Each time you notice a thought has entered your mind, acknowledge it; let it go; and return your attention to your breath. Continue for five minutes to start with. You might find over time that you want to increase the time.
Know that it’s completely normal for your mind to wander – the nature of the mind is to think. Gradually, you’ll learn to notice each thought and release it, without getting caught up in the story that lies behind it.
- After your meditation, practice a gentle seated twist to the right then left, holding for around five breaths on each side.
- Then make your way to a four-point kneeling position for a few rounds of Cat/Cow before moving into Downward Facing Dog.
- Take your time feeling your way into Down Dog, peddling your legs out and wiggling your hips side to side.
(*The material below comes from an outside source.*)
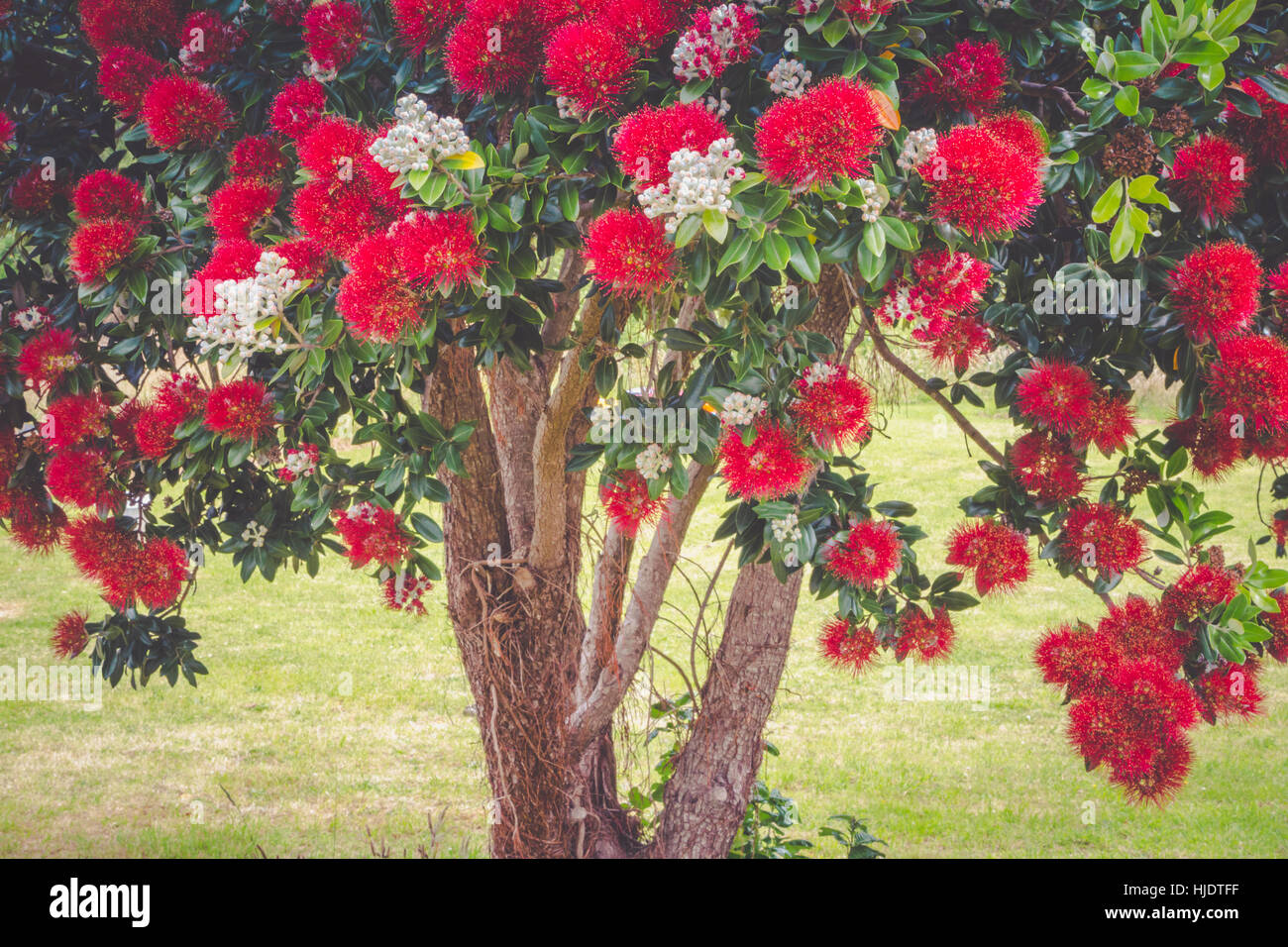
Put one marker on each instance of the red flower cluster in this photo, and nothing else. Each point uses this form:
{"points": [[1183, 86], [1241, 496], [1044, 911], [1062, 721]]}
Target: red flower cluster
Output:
{"points": [[868, 556], [496, 48], [648, 137], [333, 34], [376, 298], [987, 178], [373, 534], [438, 249], [1215, 290], [423, 24], [967, 77], [1210, 176], [129, 570], [771, 467], [1055, 394], [627, 502], [629, 252], [125, 75], [183, 111], [1102, 536], [589, 63], [47, 357], [1044, 467], [997, 554], [69, 638], [207, 40], [928, 635], [832, 406], [239, 206], [1249, 380], [829, 131], [842, 644], [241, 410], [297, 107]]}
Then settle into stillness for a few breaths, keeping your knees bent to allow your spine to lengthen.
- Walk your feet to between your hands, roll up through your spine to standing, and practice a few Sun Salutations, moving mindfully and always connecting movement to breath.
- After your Sun Salutations, either lie down for a few moments in Savasana (relaxation) or rest in Child’s Pose for a few breaths. Notice the effects of your practice on your body, your mind, and your emotional and energetic states.
As a gymnast from a young age, Marita realised early on that she’s happiest upside-down, and when she found yoga, it was love at first Downward Dog. Nearly 20 years after that first class she still finds joy within each practice.
She began teaching Iyengar-influenced yoga in 2001 and now focuses on guiding the next generation of yoga teachers through teacher training, continuing education and private mentoring.